When it comes to future activities at the Riviera in Lake Geneva, most people want the lakefront landmark to be a place to enjoy a meal, listen to music or be creative.

Those are the results of a community-wide survey in which about 500 people provided feedback on a proposed renovation and updating of the city-owned tourism center.

Although detailed survey results have not been released, MSI General Corp., the city architect for the Riviera project, discussed some findings May 14 at a City Council committee meeting.

City officials also announced plans for a June 5 community workshop where aldermen plan to discuss the project with city employees and others associated with the Riviera, including shop owners and past contractors doing business at the facility.

The workshop scheduled for 5 p.m. to 7 p.m.
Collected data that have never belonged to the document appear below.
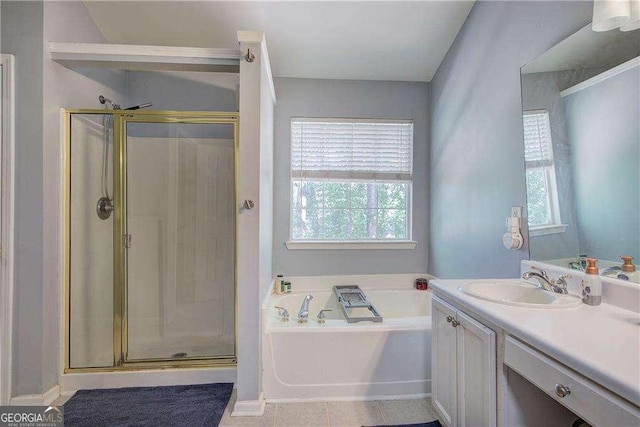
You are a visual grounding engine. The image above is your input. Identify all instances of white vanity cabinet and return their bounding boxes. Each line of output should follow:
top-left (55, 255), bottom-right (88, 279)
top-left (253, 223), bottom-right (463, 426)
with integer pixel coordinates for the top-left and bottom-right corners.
top-left (432, 295), bottom-right (497, 427)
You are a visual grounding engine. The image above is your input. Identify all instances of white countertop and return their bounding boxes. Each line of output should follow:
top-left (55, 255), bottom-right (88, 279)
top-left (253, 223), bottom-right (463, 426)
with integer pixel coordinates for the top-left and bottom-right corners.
top-left (430, 279), bottom-right (640, 408)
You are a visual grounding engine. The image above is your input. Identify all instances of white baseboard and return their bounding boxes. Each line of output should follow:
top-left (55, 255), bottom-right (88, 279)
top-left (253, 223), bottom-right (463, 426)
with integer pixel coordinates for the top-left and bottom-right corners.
top-left (60, 367), bottom-right (236, 395)
top-left (43, 385), bottom-right (60, 405)
top-left (10, 385), bottom-right (60, 406)
top-left (231, 392), bottom-right (266, 417)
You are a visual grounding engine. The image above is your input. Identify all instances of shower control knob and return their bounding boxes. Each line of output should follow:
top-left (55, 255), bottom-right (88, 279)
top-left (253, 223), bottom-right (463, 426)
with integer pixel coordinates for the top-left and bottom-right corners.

June 5 in the police training room at City Hall is open to the public, and Aldermen Doug Skates encouraged his fellow council members to bring ideas from their constituents.

“Aldermen have opinions and have been getting feedback from constituents,” Skates said. “I would like to have an open discussion to get what you’re hearing in the neighborhoods.”

The city is planning an overhaul of the Riviera building that could cost $5 million, based on early projections.

City officials have not identified a funding source to pay for the project, and they have not decided details of the project, although roof replacement is expected to be the first job.

MSI General representatives discussed some results of the survey during a May 14 meeting of the city council oiers, harbors & lakefront committee meeting. The survey was conducted over several months ending in April.

Adam Wolfe, project manager for MSI General, said most people who completed the survey were full-time Lake Geneva residents aged 65 or older.

Of those, most indicated that they care more about preserving the historic integrity of the building than they do about the cost of the renovation project. Wolfe said most also said activities they would like to see at the Riviera involved music, food and community art projects.

As far as the building itself, Wolfe said renovations that survey respondents want are improved elevators, upgraded restrooms and better access to different areas of the building.

“It basically boils down to food, music, activities and updates, whether that be accessibility, bathrooms and elevators — things of that nature,” Wolfe said.

The contractor has not yet released full survey results.

The survey was available online at the city’s webste, and it also was distributed at several local businesses.

Alderwoman Shari Straube said she did not receive a survey.

“I would assume that it went out to all Lake Geneva residents,” Straube said. “But it obviously didn’t.”

Skates said the city informed residents about the survey at many public meetings and elsewhere. He also said the deadline for completing the survey was extended more than once to increase participation.

“We reached out, reached out, reached out,” he said. “I felt like we saturated as much as we could.”

More community meetings to discuss the Riviera project are expected in the coming months.

Construction work is scheduled to begin later this year, with roof replacement identified as the first priority.